SEC. 3. INCREASE IN ALLOWABLE DOLLAR AMOUNT OF BONDS ISSUED FOR FIRST-
              TIME FARMER PROJECTS.

    (a) Acquisition of Depreciable Farm Property.--Subparagraph (A) of 
section 144(a)(11) of the Internal Revenue Code of 1986 (relating to 
limitation on acquisition of depreciable farm property) is amended by 
striking ``$250,000'' and inserting ``$500,000''.
    (b) First-Time Farmer.--Subparagraphs (A) and (C)(i)(II) of section 
147(c)(2) of such Code (relating to exception for first-time farmers) 
are each amended by striking ``$250,000'' and inserting ``$500,000''.

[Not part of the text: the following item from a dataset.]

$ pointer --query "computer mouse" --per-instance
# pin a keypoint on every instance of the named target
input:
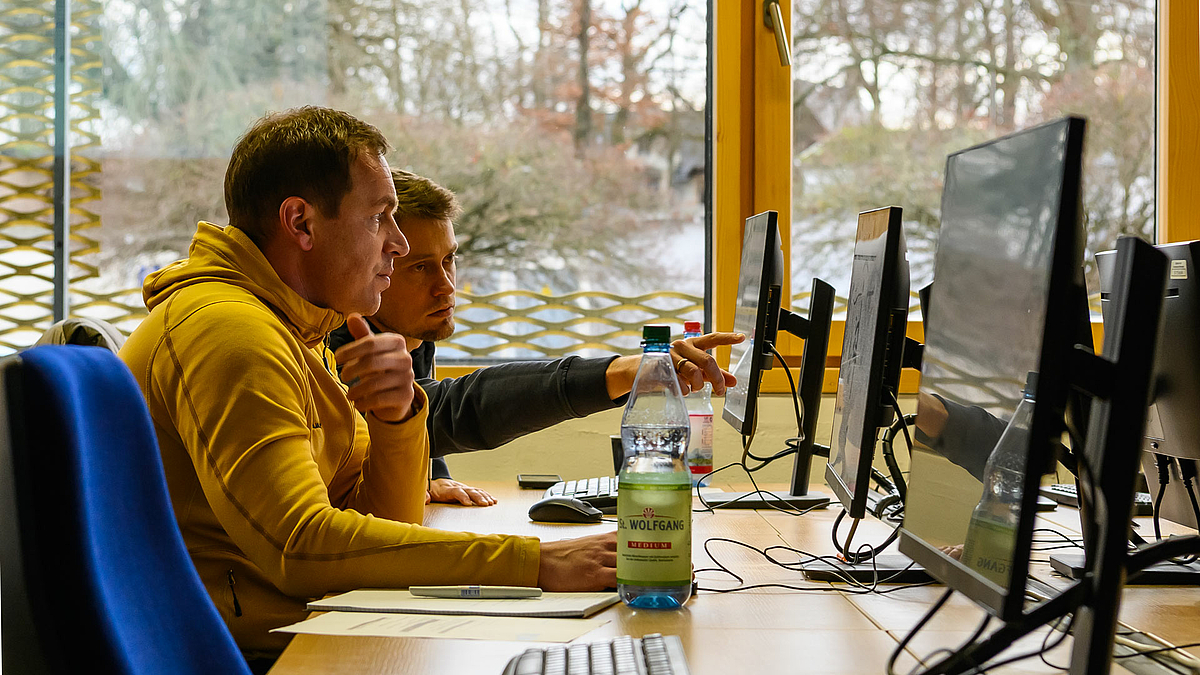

    (c) Substantial Farmland.--Clause (ii) of section 147(c)(2)(E) of 
such Code (defining substantial farmland) is amended by striking 
``$125,000'' and inserting ``$250,000''.
    (d) Used Equipment Limitation.--Subparagraph (F) of section 
147(c)(2) of such Code (relating to used equipment limitation) is 
amended by striking ``$62,500'' and inserting ``$500,000''.
    (e) Effective Date.--The amendments made by this section shall 
apply to bonds issued after the date of the enactment of this Act.